Coup d’état (the overthrow of an existing government by un-democratic means) is a strong political statement for the name of a release.

“It’s not the most overt political statement I’ve ever made,” Steve says with a grin.

What was the inspiration for the statement at this particular moment?

“I suppose just Boris Johnson and Jacob Rees Mogg and their little cabal trying to crash the country headlong into an iceberg so that they and all the people that they work for and all their friends can make enormous amounts of money.”

“When I think of a coup I always think of the British or American government going into a foreign country, stealing their political system and replacing it with the democracy idea, then putting their man in.”

“It’s a new thing for the prime minister to be trying to do a coup on his own country.

“I certainly think that the British people are just sitting ducks at the moment because we just don’t do anything at all about anything.

“People think it’s enough to tweet or do a meme and so these people in power now know that they can get away with anything, they can say and do whatever they want.”

“Until the British people take this situation by the scruff of the neck and turn keyboard warrioring into real warrioring these people can exist and do whatever they want, which is exactly what they’re doing.”

And what would be taking the situation by the scruff of the neck?

“Well I think taking over the television stations, taking over the Houses of Parliament, trying to form allies within the Armed Forces and take control of the whole situation. Complete revolution.

“I mean that’s the only way it has to be cause at the moment we’re playing their game, democracy is playing their game and it’s a three-card trick and the house always wins.”
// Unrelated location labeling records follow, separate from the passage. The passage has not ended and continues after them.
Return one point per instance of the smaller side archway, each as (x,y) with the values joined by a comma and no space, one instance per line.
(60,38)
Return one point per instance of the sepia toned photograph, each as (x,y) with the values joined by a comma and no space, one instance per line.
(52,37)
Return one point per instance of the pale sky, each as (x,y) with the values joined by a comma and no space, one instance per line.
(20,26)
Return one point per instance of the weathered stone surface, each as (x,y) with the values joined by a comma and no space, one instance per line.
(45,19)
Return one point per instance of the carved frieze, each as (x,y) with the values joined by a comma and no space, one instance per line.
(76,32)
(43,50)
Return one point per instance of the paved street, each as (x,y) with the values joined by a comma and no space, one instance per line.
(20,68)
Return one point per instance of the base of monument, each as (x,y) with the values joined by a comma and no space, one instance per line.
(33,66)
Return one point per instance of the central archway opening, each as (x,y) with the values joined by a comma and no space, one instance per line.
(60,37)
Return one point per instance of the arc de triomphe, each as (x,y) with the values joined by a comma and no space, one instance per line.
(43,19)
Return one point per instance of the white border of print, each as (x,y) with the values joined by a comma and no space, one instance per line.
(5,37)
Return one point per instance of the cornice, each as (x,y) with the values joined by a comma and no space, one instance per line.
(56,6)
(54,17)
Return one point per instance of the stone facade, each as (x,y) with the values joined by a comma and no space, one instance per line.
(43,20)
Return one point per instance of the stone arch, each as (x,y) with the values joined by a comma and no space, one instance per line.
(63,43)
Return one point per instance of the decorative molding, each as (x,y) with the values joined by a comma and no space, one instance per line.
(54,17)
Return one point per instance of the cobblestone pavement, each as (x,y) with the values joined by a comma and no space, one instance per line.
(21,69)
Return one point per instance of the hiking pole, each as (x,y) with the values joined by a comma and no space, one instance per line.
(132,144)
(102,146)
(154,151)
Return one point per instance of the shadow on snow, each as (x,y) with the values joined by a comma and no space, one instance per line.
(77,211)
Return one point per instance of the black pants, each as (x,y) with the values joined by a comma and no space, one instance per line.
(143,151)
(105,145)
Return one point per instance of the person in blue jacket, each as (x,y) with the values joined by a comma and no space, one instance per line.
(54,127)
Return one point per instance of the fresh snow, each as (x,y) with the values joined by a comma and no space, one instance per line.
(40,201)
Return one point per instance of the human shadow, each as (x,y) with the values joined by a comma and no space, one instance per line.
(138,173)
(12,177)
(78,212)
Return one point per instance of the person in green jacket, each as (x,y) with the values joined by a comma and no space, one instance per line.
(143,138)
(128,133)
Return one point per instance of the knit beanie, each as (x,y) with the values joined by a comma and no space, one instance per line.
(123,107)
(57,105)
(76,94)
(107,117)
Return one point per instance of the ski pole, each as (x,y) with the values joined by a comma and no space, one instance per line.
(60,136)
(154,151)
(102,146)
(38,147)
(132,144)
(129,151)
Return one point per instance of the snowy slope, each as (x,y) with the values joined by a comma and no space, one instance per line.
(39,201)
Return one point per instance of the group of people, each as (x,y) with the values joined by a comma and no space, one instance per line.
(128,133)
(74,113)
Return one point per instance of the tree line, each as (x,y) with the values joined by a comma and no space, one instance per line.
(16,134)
“They know what to do when people march, they know how to stop that and they know how to manipulate the press to make the protesters look violent. And I think violence is not the answer, I really do. That’s their game, their game is violence, we need to be much cleverer than that.”

I mention Hong Kong, where ongoing protests over the region’s relationship to China have grown increasingly violent.

“Now that is a very different situation, but you can see exactly the same kind of thing happening here. It’s frightening. Those people that are going out there every day are so brave, so brave to keep attempting to fight against such overwhelming odds and such overwhelming violence and brutality.”

It’s difficult to know how seriously to take Mason, who has been famously quote-worthy over the years, but as he says: “I’m different, I’m married with a child now so my personal situation is completely different, I have to take things a lot more seriously now because I have a family to support.”

And the most overt political statement he’s ever made?

“Telling 40,000 Americans to shoot the president.”

This was opening for Radiohead in Texas 20 years ago, when proud Texan George Bush junior – or, “the idiot son”, as Mason calls him - had just been elected President.

Steve Mason will perform at Brighton’s St Bartholomew’s Church on December 20.